The Black Madonna a Parigi

Se vi troverete un giorno a Parigi, magari un fine settimana, e non sapete dove andare di preciso non è un problema: riposatevi, perché domenica c’è il Concrete.
A cinque minuti a piedi dalla stazione Gare du Lyon, prima del ponte Charles De Gaulle, a un passo dalla Senna, c’è una barca. A primo ascolto, sembra strano ma c’è della musica che proviene proprio da lì: sicuramente non sono l’unico a essermene accorto, almeno non è quel tipo di sonorità che passa inosservata. La cosa ancora più strana è che è domenica pomeriggio.

Si entra, attraverso una passerella, nella struttura galleggiante. Si salgono scale e si arriva alla parte superiore con un bar, una terrazza che guarda verso il fiume della città. L’atmosfera che però stavate veramente cercando è quella sottocoperta.
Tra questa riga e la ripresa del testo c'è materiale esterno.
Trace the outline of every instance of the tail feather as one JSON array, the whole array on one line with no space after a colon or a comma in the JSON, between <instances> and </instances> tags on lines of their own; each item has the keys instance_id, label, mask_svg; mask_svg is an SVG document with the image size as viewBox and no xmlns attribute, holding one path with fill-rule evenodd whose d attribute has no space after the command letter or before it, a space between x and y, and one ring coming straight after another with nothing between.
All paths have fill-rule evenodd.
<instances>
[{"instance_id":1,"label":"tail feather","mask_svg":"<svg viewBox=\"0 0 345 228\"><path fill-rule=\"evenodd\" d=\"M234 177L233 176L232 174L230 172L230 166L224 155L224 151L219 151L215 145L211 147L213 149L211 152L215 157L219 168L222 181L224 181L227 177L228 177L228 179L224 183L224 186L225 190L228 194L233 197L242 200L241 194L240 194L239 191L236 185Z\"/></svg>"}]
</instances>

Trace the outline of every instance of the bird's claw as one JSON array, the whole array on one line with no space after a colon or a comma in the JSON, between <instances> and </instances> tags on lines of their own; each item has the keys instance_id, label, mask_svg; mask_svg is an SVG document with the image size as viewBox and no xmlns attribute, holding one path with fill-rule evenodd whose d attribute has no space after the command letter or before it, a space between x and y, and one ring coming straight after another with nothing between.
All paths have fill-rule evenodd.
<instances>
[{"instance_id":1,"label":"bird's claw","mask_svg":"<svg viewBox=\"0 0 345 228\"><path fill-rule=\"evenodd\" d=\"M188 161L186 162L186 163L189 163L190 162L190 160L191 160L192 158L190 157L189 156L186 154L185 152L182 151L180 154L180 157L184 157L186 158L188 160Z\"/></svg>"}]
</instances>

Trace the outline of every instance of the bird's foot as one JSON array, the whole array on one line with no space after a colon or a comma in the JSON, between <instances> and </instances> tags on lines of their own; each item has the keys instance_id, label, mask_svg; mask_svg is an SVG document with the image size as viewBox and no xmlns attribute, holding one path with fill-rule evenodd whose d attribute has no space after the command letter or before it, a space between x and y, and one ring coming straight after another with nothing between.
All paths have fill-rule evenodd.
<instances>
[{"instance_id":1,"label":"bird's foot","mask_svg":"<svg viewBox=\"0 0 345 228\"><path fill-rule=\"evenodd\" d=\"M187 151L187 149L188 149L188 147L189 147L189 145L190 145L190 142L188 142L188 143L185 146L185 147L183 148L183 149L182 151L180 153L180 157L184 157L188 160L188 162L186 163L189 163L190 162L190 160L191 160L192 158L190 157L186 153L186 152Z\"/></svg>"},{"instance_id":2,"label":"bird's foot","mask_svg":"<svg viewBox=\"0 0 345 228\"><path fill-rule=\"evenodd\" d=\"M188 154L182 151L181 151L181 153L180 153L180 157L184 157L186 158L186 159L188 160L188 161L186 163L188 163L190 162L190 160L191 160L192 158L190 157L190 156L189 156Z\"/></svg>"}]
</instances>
Ci si trova in una “banchina”, la parete verso l’acqua a vetrate e in fondo la Dj booth. Sta suonando The Black Madonna (sperando che come l’estate scorsa, sia ancora una delle più alte frequentatrici della domenica del Panorama Bar / Garden anche quest’anno). La forza e la grinta che esprime mentre suona sono tutto quello che un amante della musica Dance (unita spesso all’House e spesso alla Techno) cerca disperatamente. È quel tipo di artista che non ti dà pause, non dà un attimo per dire: “Ok, metto questa traccia per staccare, una pausa e riprendiamo”. Ti fa saltare, mette allegria nelle persone che la ascoltano. Ti tiene lì, non ti fa tornare a casa, perchè andarsene significherebbe perdersi la traccia successiva, più bella di quella che si sta già ascoltando. E così ti trovi a correre e a non fermarti, perché ci sei dentro, ti piace, e le tue gambe ne vogliono sapere di riposarsi.

Il pubblico balla, sorride, trae sollievo dai mega ventilatori all’interno della struttura, improvvisa balli liberatori, che forse non avrebbe nemmeno immaginato di saper fare.

 

 

La “madonna nera”, davanti. Notre Dame de Paris sullo sfondo. Un caso? Non lo so.. E c’è anche Tama Sumo che sta per iniziare..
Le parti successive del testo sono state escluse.